Alors entre les multiples réformes opérées au plan culturel et les succès individuels de nos artistes à l’international, quel rapport faites vous?

Déjà il faut dire à nos jeunes de faire attention. Entre Opa et Angélique Kidjo la distance est infini.  Ceci dit, il faut souligner que le Bénin est un pays particulier et que nous avons une chance extraordinaire. Nous sommes un pays qui a l particularité d’avoir une culture à quatre dimensions. Les autres États généralement s’arrêtent à trois dimensions. En dehors des patrimoines, des legs et industrie créative qu’on connait aux autres, nous, nous avons en plus de tout ca les cultes et tradition comme lieu d’inspiration. Nos divités nous habitent et nous transportent. Un béninois quand il s’exprime sur un plateau, son ton, son rythme, son souffle, la musicalité de sa voix, tout cela est inimitable. C’est ça qui nous singularise et cela provient de très loin. Et donc pour avoir la carrière d’Angélique  Kidjo il faut se prendre au sérieux. Ainsi l’impact que je souhaite pour les jeunes est qu’ils s’approprient cette chance qu’ils ont, et qui n’est rien d’autre que leur identité, leur culture endogène propre. Ne pas s’enfermer mais d’aller chercher loin en eux même et transcender les difficultés et barrières. Pour mon expérience à moi en tant qu’écrivain dramaturge et metteur en scène, lorsque nous écrivons des pièces de théâtre ou nous allons puiser dans nos récits, mythe, legendes et autres je vous assure que nous tournons pendant des années et parfois même c’est nous qui refusons des dates.Parce que vous avez d’autres contrats et les dates chevauchent.
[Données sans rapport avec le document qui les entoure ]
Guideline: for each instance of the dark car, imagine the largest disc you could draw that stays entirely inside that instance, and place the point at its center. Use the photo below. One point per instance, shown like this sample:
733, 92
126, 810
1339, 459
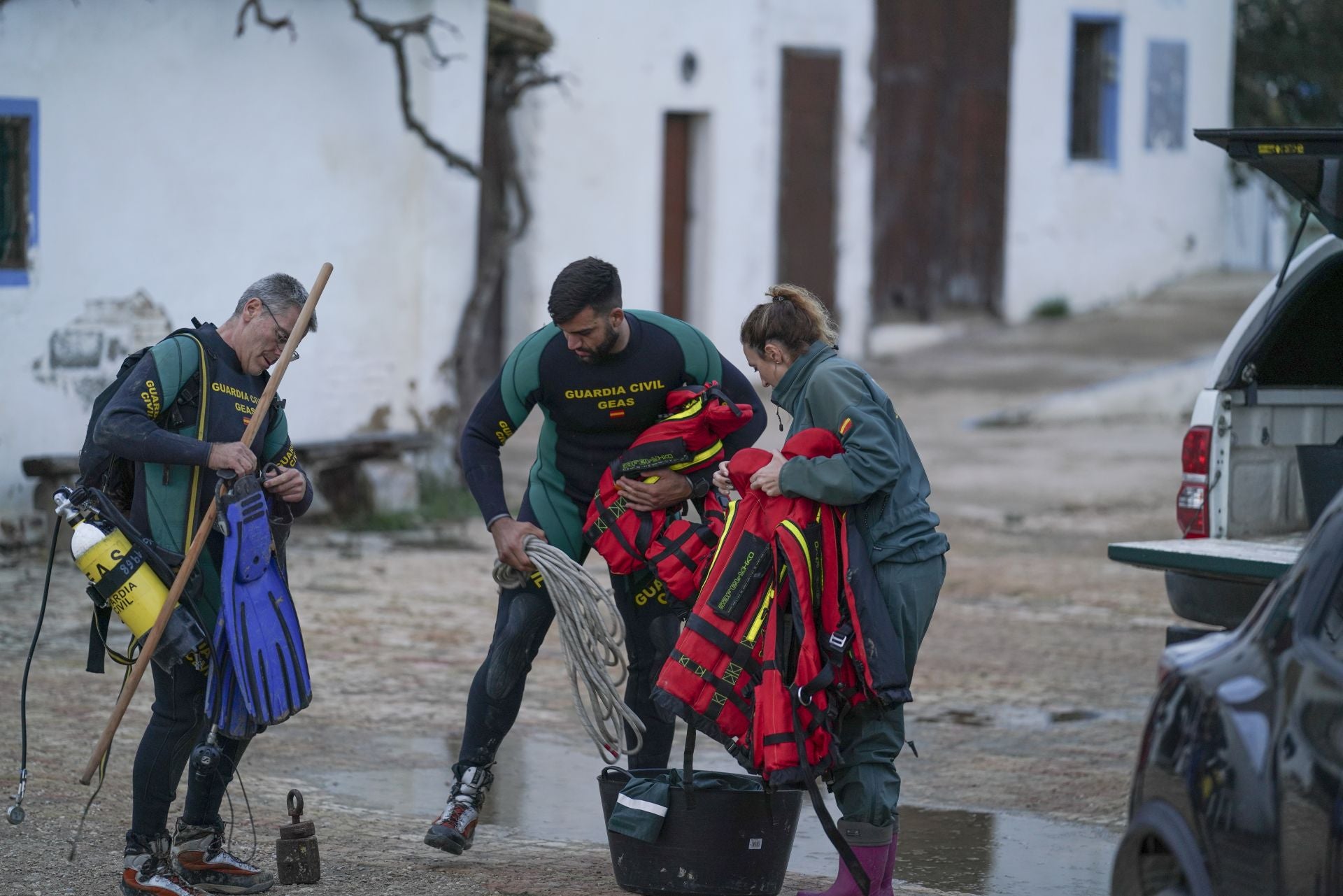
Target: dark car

Pour revenir donc à la question, quand vous voyez un Chef d’Etat et sont épouse devant le théâtre, dans des vernissages, des galeries d’art, ou lors des multiples manifestation les plus hautes autorités viennent à vous dans des T-Shirt c’est a dire le plus simplement  possible, non seulement ça inspire d’autres vocations, mais ceux qui y sont déjà sont dopés. C’est mieux que de la drogue cette affaire. Pour réussir son art il faut de la foi. C’est d’ailleurs le socle. Mais parfois cette fois a besoin d’être dopée. C’est a dire que la considération et le respect que l’autre vous donnes vous galvanise davantage.  Vous savez je suis très optimiste pour le Bénin. et je vais vous dire pourquoi. Ce qui flambe aujourd’hui et qui nous séduit en termes de succès au plan artistique sur l’échiquier international, ce n’ est que le début. Que ce soit sur le plan de la musique, de la littérature, du théâtre et autres ce n’ est que le début. Si on ne laisse pas tombé ce nouvel élan je peux dire que le succès ne fait que commencer pour ,le Bénin. Parce que les modèles sont là à savoir: Angélique Kidjo avec son étoile, Opa avec le prix découverte RFI, Saara avec The voice, Giovanni Houansou avec le prix découverte théâtre RFI, pour ne citer que ceux la. Le potentiel est là, le vivier est là et nous avons en face de bons  interlocuteurs donc quoi de mieux pour ne pas flamber. Çà a mis du temps mais ça prend progressivement. Et c’est ça ce que je mettais dans la révolution.